Hathaway is the clear frontrunner in the 2013 Best Supporting Actress race, but she’s been getting flak from the blogosphere for coming across as too earnest or rehearsed during some of her acceptance speeches. All this chatter inspired Alberto Belli, a 28-year-old graduate student at the USC School of Cinematic Arts, to spoof the endless campaigning integral to Oscar season.
ADVERTISEMENT
“I saw the movie; I thought she was great,” says Belli, who won a student Emmy for his musical about zombies, Zombo. “The role speaks for herself. I think she is a little bit pushing it.’
Belli culled numerous interviews Hathaway gave about preparing for Les Miz. He also read a popular BuzzFeed story “Why Do People Hate Anne Hathaway?,” and watched some of her acceptance speeches to inspire his new song, which he co-wrote with the lyricist Robert Hill. His film’s total budget was only $100.
“I coughed and wheezed and cried/in every scene until I died,” the fictional Hathaway croons.

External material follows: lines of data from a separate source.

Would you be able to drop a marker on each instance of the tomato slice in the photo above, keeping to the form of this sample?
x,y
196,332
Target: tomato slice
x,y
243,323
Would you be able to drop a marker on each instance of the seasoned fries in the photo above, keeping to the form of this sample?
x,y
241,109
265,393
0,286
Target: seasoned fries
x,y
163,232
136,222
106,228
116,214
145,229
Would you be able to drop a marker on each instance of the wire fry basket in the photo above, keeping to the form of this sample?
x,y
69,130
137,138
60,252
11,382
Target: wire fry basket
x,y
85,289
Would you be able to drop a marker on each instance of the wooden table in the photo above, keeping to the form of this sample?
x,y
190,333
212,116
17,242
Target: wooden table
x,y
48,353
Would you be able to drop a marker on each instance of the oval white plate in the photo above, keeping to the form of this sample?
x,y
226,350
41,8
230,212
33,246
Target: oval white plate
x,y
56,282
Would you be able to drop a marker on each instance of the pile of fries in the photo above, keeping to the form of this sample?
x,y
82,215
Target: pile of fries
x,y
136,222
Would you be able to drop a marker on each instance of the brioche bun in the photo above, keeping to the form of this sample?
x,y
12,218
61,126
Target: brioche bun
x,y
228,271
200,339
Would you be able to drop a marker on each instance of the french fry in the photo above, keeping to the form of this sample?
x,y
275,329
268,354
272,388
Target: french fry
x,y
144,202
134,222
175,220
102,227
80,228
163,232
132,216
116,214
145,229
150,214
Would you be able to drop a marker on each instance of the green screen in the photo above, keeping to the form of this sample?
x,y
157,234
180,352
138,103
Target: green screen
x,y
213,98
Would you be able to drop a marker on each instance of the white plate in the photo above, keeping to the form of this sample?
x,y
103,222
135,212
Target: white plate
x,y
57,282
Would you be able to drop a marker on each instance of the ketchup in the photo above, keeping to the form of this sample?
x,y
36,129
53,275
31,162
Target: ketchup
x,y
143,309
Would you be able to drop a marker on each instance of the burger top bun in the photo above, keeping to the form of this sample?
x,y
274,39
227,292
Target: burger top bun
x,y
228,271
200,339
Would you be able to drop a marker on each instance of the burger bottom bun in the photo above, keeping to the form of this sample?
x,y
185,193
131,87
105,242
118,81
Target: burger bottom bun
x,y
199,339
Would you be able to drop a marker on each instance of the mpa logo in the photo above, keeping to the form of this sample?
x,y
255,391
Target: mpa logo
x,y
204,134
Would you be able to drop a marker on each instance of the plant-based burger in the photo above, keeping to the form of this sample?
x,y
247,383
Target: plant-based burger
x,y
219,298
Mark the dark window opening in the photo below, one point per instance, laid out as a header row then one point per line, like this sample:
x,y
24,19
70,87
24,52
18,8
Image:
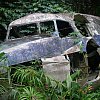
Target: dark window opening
x,y
21,31
80,22
47,28
64,28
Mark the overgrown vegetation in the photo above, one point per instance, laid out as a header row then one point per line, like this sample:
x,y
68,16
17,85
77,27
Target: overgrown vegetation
x,y
30,83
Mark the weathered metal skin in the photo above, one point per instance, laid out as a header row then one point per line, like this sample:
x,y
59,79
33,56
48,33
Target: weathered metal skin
x,y
41,48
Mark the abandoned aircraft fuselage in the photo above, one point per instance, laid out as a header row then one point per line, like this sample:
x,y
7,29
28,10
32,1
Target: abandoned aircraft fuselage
x,y
41,35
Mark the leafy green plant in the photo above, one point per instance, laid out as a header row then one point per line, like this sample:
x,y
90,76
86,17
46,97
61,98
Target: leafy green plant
x,y
28,93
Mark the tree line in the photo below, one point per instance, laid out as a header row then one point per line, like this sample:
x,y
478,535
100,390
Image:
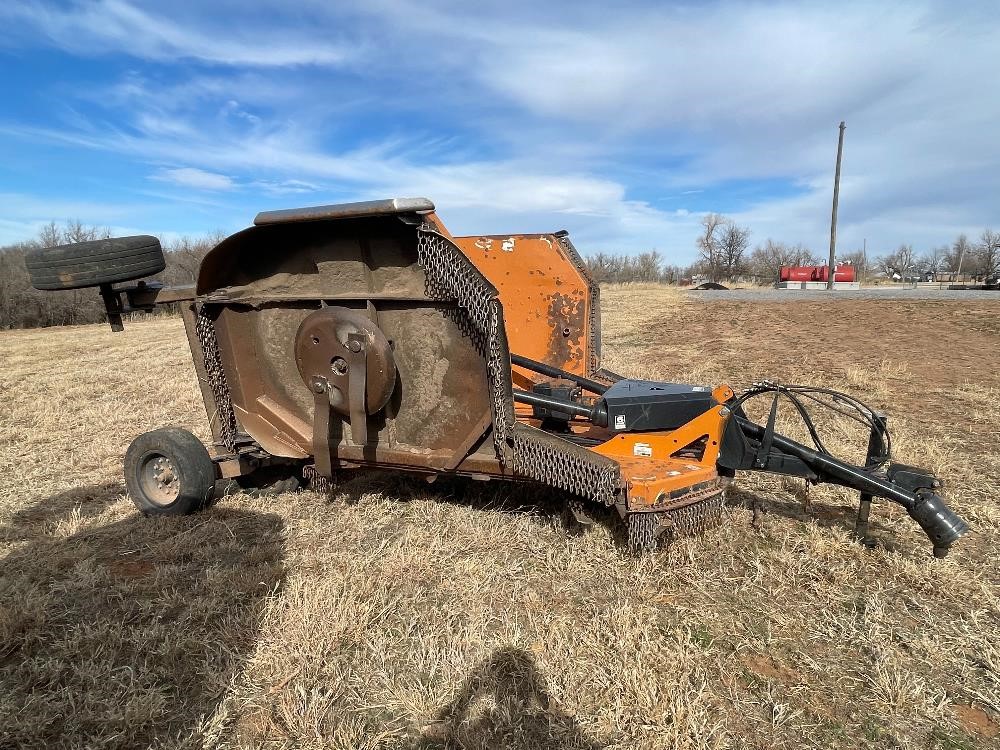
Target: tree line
x,y
23,306
724,254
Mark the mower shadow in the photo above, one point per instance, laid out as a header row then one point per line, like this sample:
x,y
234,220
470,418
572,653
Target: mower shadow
x,y
504,702
822,514
545,503
127,634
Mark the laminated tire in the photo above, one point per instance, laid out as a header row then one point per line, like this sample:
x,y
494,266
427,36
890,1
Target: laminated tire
x,y
168,472
85,264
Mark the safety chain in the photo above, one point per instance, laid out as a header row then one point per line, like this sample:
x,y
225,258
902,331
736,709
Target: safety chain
x,y
560,463
452,276
205,330
690,520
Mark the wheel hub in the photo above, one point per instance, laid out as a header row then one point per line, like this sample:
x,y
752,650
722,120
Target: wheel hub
x,y
159,479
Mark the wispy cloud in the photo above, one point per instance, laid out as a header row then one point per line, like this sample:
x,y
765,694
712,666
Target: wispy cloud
x,y
622,128
106,26
191,177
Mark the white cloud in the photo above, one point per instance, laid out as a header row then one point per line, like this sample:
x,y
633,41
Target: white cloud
x,y
195,178
119,26
623,127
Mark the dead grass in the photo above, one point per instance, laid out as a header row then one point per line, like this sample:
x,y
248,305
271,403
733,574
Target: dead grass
x,y
405,616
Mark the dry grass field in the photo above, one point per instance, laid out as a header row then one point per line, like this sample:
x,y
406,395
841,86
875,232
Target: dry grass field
x,y
401,615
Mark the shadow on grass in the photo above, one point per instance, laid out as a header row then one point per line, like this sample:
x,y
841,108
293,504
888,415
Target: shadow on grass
x,y
548,504
822,514
127,634
505,703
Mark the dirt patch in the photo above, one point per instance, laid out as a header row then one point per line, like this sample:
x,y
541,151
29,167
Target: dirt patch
x,y
131,568
766,667
977,721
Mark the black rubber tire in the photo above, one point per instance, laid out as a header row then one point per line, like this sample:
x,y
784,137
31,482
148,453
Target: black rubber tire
x,y
190,466
85,264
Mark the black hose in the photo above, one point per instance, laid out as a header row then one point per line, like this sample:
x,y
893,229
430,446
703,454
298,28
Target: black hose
x,y
555,372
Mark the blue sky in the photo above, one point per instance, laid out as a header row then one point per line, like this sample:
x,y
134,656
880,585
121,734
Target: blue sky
x,y
622,123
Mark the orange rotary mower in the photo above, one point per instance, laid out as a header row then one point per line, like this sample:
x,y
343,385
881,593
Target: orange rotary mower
x,y
366,335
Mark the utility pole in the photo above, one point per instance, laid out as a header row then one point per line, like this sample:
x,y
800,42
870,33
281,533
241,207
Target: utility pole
x,y
836,201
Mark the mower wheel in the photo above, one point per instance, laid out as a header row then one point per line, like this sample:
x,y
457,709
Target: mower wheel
x,y
168,472
93,263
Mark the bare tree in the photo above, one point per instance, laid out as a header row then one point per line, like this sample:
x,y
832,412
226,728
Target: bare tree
x,y
961,249
988,252
935,261
733,243
900,263
708,243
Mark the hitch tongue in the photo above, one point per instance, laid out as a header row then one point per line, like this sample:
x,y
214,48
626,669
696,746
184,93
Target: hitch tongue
x,y
943,525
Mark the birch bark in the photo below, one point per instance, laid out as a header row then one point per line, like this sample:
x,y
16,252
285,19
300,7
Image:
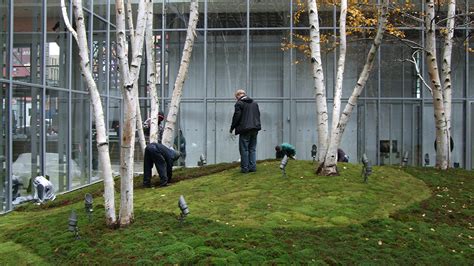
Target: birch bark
x,y
182,73
129,75
101,133
318,79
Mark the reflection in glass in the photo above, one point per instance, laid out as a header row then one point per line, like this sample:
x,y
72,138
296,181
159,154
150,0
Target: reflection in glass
x,y
266,63
26,131
4,182
81,137
27,44
56,47
227,14
4,56
57,116
226,63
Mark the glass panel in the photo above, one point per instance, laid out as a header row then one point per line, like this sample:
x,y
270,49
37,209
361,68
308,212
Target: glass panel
x,y
267,71
194,84
27,48
115,110
398,75
302,68
57,117
226,63
472,135
4,180
300,14
4,56
270,13
26,108
191,124
96,167
81,138
227,14
114,86
177,14
99,55
367,126
56,47
306,135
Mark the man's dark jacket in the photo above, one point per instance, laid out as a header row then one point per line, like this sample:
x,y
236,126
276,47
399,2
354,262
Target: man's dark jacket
x,y
246,116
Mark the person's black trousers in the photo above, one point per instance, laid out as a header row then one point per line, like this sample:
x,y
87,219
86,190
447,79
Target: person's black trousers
x,y
154,157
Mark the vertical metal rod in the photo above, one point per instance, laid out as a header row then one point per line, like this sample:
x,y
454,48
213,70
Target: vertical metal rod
x,y
9,108
70,124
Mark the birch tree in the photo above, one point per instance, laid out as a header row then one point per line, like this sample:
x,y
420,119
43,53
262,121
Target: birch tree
x,y
440,82
328,144
172,116
101,134
129,74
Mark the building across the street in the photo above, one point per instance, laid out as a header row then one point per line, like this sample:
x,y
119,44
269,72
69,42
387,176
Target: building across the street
x,y
48,128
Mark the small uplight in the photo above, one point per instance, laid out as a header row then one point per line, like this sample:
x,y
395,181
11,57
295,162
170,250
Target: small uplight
x,y
183,207
405,159
88,205
283,164
73,224
202,160
366,168
314,151
427,159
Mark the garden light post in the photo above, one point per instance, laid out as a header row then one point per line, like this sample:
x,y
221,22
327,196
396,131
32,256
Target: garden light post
x,y
183,207
73,225
314,151
366,168
283,164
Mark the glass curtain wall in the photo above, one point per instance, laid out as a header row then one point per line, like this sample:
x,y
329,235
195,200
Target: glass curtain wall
x,y
48,125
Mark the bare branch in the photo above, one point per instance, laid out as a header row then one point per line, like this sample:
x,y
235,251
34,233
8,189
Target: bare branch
x,y
66,20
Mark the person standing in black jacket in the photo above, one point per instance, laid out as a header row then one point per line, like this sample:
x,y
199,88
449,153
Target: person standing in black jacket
x,y
246,122
162,157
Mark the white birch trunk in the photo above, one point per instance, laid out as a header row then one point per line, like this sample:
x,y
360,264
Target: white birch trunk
x,y
182,73
151,76
131,28
318,79
362,80
101,133
330,161
442,136
446,74
129,75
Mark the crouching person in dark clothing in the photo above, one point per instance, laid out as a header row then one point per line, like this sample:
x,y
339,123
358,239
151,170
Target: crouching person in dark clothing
x,y
162,157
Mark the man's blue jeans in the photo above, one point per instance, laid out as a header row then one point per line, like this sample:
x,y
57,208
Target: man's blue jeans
x,y
248,151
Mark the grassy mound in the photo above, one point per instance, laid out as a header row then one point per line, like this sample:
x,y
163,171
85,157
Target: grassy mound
x,y
264,218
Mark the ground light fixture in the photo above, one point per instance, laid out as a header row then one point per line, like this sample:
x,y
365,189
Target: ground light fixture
x,y
314,151
366,167
73,224
283,164
427,159
88,205
405,159
183,207
202,160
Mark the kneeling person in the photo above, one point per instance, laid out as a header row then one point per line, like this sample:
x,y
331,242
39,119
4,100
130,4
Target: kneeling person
x,y
162,157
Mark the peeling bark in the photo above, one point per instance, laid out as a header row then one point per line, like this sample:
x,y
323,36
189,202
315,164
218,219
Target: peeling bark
x,y
101,133
172,116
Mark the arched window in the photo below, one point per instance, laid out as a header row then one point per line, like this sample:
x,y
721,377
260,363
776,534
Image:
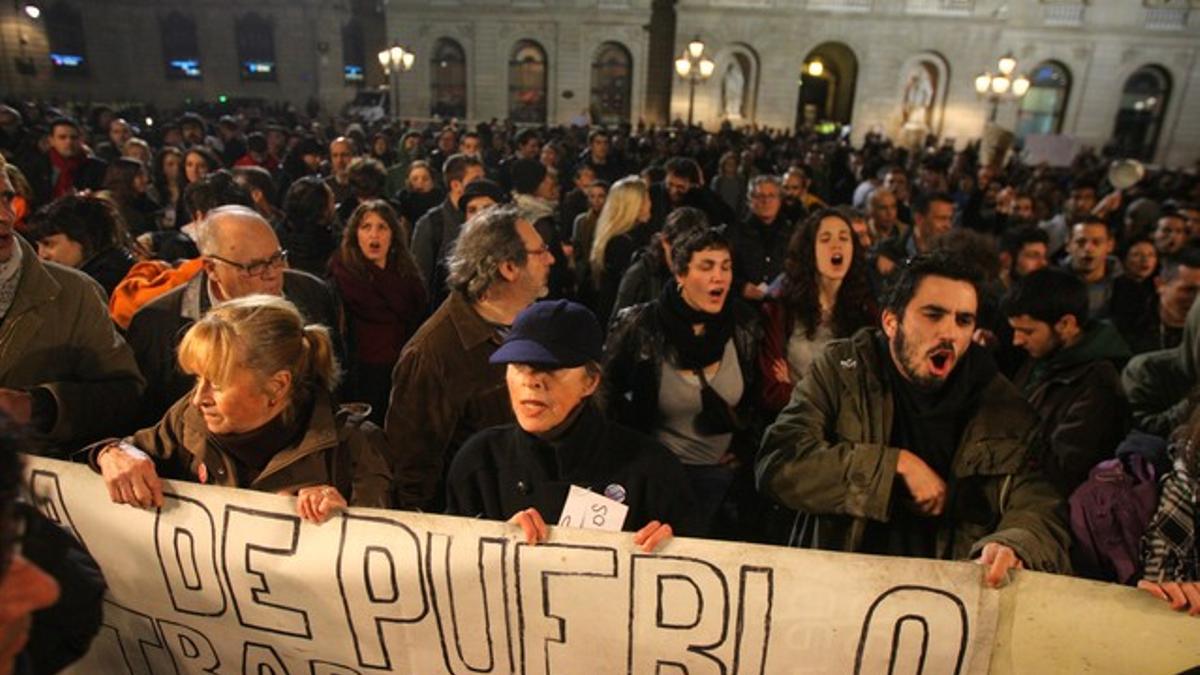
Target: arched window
x,y
256,47
354,53
180,49
527,83
448,79
1043,105
64,30
612,84
1140,117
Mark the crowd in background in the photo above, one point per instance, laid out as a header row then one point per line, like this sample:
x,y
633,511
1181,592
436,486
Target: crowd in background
x,y
720,267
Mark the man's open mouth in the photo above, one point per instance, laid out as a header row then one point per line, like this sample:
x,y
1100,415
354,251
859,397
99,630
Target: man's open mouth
x,y
941,362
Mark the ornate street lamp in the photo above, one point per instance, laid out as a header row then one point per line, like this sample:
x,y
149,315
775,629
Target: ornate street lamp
x,y
694,66
1001,85
395,60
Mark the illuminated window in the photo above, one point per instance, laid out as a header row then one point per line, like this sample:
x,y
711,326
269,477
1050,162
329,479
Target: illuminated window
x,y
180,49
612,73
448,79
64,30
1044,103
1140,117
527,83
354,53
256,48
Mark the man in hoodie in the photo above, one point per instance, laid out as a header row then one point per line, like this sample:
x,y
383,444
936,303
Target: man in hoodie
x,y
1091,260
1159,383
1072,376
435,233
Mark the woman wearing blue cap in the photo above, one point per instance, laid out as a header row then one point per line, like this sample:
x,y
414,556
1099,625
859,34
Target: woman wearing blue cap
x,y
522,472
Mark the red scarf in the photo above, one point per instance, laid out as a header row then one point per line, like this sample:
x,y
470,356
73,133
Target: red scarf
x,y
67,169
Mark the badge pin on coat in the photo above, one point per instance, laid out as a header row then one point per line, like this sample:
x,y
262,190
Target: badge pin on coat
x,y
616,493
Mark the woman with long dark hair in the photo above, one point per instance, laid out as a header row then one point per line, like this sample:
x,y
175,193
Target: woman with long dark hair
x,y
126,183
825,294
383,297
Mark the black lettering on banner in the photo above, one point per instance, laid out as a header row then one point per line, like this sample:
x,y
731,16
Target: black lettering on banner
x,y
678,614
941,619
535,566
189,649
43,485
138,638
454,596
756,598
251,538
327,668
187,556
391,561
262,659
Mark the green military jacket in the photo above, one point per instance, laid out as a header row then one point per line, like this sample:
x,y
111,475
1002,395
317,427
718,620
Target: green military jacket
x,y
827,455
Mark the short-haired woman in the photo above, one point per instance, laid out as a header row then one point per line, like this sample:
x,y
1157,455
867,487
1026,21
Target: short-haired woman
x,y
85,233
261,417
683,369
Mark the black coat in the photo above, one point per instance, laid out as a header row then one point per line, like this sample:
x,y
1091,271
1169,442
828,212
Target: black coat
x,y
504,470
157,328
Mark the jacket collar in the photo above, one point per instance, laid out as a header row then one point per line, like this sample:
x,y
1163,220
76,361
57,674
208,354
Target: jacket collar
x,y
36,286
472,329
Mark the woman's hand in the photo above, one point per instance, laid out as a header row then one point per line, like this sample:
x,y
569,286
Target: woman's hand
x,y
1183,596
653,535
532,524
316,503
130,476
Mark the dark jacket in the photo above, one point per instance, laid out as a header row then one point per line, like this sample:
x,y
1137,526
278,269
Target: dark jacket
x,y
337,448
433,237
41,175
504,470
108,268
58,342
443,392
759,250
827,454
1158,383
634,356
157,328
1079,399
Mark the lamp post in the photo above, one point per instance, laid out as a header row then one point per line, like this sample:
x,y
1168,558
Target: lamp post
x,y
1001,85
694,66
395,60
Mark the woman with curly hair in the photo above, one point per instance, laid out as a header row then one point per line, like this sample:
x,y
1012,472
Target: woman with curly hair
x,y
825,294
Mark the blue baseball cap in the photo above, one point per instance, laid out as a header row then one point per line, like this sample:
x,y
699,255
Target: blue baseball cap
x,y
552,333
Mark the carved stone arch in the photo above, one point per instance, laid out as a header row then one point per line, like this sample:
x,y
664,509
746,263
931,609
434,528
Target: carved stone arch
x,y
939,71
744,57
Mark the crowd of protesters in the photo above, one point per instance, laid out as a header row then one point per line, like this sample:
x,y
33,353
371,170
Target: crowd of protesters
x,y
743,334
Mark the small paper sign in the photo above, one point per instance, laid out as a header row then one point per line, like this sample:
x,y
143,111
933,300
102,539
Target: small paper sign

The rest of the song makes good use of real events—like how she had to cut her hair and lost 25 pounds for the role—before ending with the line, “Members of the Academy/Please don’t forget Anne with an ‘E.’” This was based on Hathaway’s recent remarks at the Critics Choice Awards, where she spoke off-the-cuff about how her name had been misspelled on a previous trophy.
To play Hathaway, Fitzpatrick kept rewinding a Les Miz screener and studying that pivotal scene. “I probably watched it five or six times … and tried to get the mannerisms,” says Fitzpatrick, a 27-year-old actress from Los Angeles and singer with the pop band The Mots Nouveaux. “That’s the joke: making it look as spot-on as you can.” When she got to the set, she rubbed brown makeup on her face so she’d look like a homeless French prostitute.
Like Hathaway, she shot her big showstopper in a single take. She successfully delivered the winning performance on her eighth, and final, try. (For the movie, director Tom Hooper used Hathaway’s fourth take, but she performed the song many more times for insurance.) “It would be awesome if she saw it,” Fitzpatrick says. “She seems like a funny chick.”